In fact, many of the same recipients of US government funds through the National Endowment for Democracy (NED) have received USAID funding through DAI. Despite the illegal withholding of names on the USAID-DAI grants, one document apparently was skipped, at least in part. The name “Sumate” appears on a grant intended to encourage “electoral participation” in the recall referendum, citing $84,840 as the total grant amount.

Combined with the NED grant of $53,400 given to Sumate in 2003-2004, the organization that is now crying fraud about the recall referendum against President Chavez -- the results of which have been recognized as absolutely credible by the Carter Center and the US Department of State -- has received, at minimum, more than $200,000 in just one year for promoting its attempts to remove Venezuela’s President from office.

Other recipients of USAID funds through DAI which are apparent in the censored documents include the organization Liderazgo y Visión for its project, “Un Sueño para Venezuela”, (“A Dream for Venezuela”) a project created in 2002-2003 with the intent of offering an alternative vision and agenda for those opposing President Chavez’ administration. Liderazgo y Visión has also been a recipient of NED funds over the past few years.

More than six organizations have been given funding for political and social formation and development in Petare, a poor neighborhood in the outskirts of Caracas, in Miranda State. The work in Petare, and the more than $200,000 that have been funneled into that neighborhood in the past year, appear to have been aimed at converting a community that was traditionally pro-Chavez into one that supports the opposition.

The recall referendum results from August 15, 2004 show the opposition gaining substantial numbers in Petare, and Miranda State was one of only two states in the entire nation that gave victory to the opposition in the referendum.

One grant from USAID/DAI focuses on the creation of radio and television commercials during the December 2002-February 2003 strike imposed by the opposition, during which the private media dedicated its airwaves 24/7 to opposition propaganda.

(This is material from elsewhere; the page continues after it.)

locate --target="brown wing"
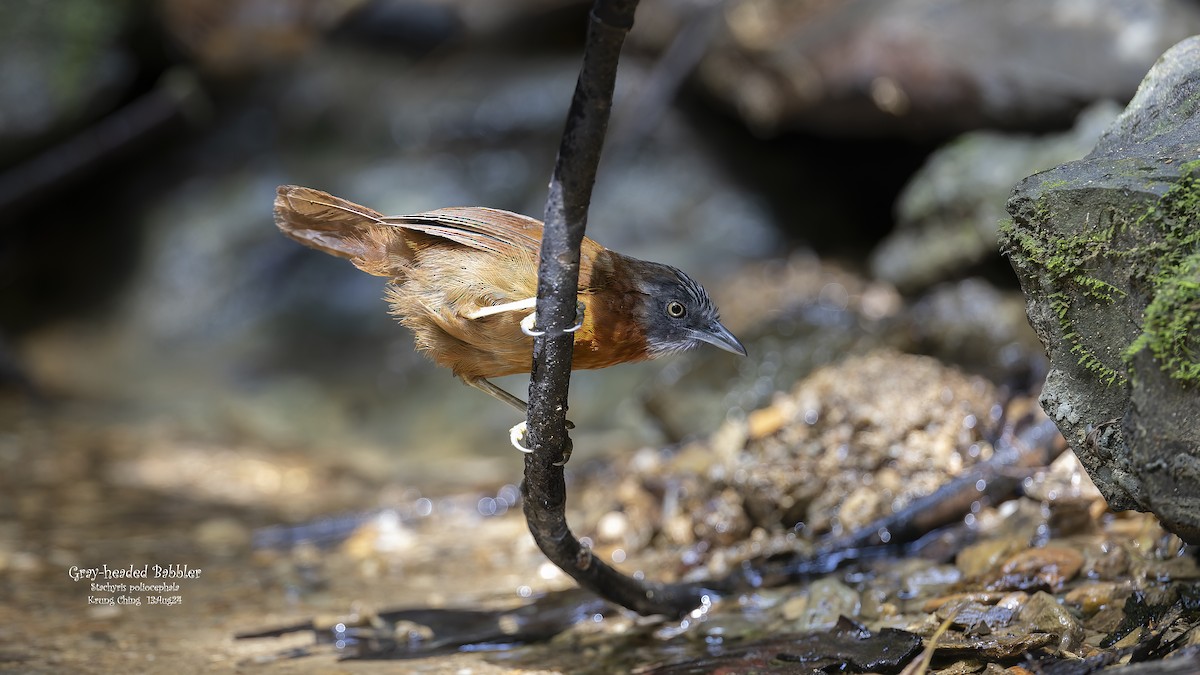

One of the most striking aspects of the media’s dedication to the strike was the use of anti-Chavez commercials to indoctrinate viewers’ opinions on Venezuela’s political situation. The USAID/DAI grant shows funding originating from the US government for some of these anti-Chavez commercials, collaborating with former Fedecamaras President Carlos Fernandez, who was one of the leaders of the strike, in the project.

These new documents from USAID evidence a clear focus on two major projects in Venezuela: The Recall Referendum and the Formation of a National Agenda that would serve as a transitional government post-Chavez (assuming the referendum was won by the opposition).